Nov 20, 2013

America's Disparity Dust Bowl

In many Cincinnati neighborhoods, and in communities across America, people are suffering. Economic disparities, educational disparities, health disparities, drugs, crime, violence, and the gradual erosion of supportive cultures have left substantial numbers of Americans stuck where they are, unable to make progress in their lives.

This stuck point has the potential to become a starting point. However, existing social service and economic development models have not stopped the pileup of disparities and societal consequences, and have not proven capable of delivering health, peace, and prosperity to disadvantaged populations.

Consequently, America’s “stuck people” find themselves living in a devastated environment of trauma, crisis, and disorder. This is a Disparity Dust Bowl. Research tells us that this affects people in significant ways.

Thinking is affected. Trauma, medical issues, and adverse life events cause people to lose “executive function,” the ability to make plans or take action when there are no clear guidelines.

Feelings are affected. People who experience trauma early in life have difficulty regulating emotions. Poverty, separation, and loss generate shame, fear, sadness, loneliness, and anger. Unfortunately, American culture makes it difficult for people to rebuild the capacity to be vulnerable and trusting. This is a key step in resolving shame, overcoming the negative emotional burden, and achieving the level of emotional regulation essential to success in educational settings and the business world.

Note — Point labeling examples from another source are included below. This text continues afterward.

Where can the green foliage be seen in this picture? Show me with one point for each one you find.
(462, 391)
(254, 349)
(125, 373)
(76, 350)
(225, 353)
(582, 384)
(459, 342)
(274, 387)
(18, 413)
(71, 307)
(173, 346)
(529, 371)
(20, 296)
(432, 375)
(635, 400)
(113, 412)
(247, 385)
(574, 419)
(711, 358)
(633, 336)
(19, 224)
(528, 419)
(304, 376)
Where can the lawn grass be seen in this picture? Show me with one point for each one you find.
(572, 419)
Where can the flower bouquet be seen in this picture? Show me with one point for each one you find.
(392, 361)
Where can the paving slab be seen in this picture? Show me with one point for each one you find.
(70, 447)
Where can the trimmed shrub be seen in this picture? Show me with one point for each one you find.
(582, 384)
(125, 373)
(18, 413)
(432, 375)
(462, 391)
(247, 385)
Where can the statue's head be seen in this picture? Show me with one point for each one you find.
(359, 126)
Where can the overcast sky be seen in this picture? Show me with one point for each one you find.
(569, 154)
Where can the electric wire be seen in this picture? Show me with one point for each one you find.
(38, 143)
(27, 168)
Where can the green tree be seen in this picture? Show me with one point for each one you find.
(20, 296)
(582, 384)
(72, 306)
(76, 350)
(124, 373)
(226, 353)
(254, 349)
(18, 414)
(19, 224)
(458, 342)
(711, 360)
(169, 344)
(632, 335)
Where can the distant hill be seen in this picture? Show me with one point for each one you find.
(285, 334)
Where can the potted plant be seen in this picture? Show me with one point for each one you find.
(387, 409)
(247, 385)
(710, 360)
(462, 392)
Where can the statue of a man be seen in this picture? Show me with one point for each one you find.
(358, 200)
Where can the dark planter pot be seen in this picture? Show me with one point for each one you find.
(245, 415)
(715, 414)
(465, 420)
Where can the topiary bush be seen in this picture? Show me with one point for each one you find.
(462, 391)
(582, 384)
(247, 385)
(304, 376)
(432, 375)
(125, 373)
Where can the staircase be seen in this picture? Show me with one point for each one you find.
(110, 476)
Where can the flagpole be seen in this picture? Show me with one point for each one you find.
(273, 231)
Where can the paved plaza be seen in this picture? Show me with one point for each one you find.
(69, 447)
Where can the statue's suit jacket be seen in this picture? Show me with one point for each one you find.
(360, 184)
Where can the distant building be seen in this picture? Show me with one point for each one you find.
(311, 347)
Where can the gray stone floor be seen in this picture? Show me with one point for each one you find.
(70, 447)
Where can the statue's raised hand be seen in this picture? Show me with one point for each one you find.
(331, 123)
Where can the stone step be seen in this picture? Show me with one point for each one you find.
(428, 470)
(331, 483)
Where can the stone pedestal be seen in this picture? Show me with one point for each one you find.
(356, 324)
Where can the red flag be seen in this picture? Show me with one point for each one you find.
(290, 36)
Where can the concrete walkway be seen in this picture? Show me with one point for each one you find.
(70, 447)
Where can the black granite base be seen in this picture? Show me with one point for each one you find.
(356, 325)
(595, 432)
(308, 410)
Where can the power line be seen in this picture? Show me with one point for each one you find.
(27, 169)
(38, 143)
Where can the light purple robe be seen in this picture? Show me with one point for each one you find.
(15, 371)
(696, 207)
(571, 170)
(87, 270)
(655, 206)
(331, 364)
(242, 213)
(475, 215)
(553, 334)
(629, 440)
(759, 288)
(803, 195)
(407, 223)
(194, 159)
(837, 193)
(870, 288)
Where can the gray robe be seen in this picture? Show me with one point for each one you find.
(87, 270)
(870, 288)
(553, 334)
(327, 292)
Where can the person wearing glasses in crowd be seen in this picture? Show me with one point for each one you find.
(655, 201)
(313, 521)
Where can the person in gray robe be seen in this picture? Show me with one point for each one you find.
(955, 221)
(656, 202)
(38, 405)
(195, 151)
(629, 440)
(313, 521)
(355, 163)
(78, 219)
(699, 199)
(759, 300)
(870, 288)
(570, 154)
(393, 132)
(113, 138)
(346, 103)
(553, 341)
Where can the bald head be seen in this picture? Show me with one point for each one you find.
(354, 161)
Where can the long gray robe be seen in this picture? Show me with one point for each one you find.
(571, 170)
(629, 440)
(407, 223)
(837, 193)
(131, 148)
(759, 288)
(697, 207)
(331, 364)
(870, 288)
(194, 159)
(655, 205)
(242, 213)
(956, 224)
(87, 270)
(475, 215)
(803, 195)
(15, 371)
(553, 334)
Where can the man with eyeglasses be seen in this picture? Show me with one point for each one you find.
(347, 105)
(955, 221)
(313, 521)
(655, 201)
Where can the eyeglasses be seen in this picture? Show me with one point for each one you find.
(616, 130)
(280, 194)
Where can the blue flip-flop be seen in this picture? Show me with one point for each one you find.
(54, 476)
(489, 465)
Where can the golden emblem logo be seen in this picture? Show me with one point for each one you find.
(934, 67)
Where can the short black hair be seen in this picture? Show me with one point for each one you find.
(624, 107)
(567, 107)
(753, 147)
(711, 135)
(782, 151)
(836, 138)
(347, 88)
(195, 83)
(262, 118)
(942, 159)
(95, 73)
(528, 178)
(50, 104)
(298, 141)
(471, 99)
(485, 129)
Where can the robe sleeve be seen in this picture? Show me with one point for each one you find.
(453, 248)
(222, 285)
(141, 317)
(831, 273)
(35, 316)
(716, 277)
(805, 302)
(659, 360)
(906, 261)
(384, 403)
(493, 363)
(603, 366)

Relationships are distorted. Social relationships facilitate every type of learning, in part through the psychological process of modeling, but after generations of life in the Disparity Dust Bowl, there are few positive, capable models to be had. This distortion becomes magnified by insidious cultural forces. Once disparity-distorted thinking infects popular culture, positive people become social outcasts.

Information is missing. Time and technology move forward even if people are stuck in troubled circumstances. Resource disparities limit opportunities to travel and explore the larger world.

Marginalization increases exponentially over time. The inherent human process of labeling, social distancing, and stigma assigns people to disadvantaged or devalued categories, and dishes out unequal results. Teachers drawn from disparity-afflicted cultures share many disadvantages with the people they serve. Public resources are often withheld from low-income institutions. Even brilliant students remain disadvantaged compared to those outside the Disparity Dust Bowl, because they lack access to broader social context.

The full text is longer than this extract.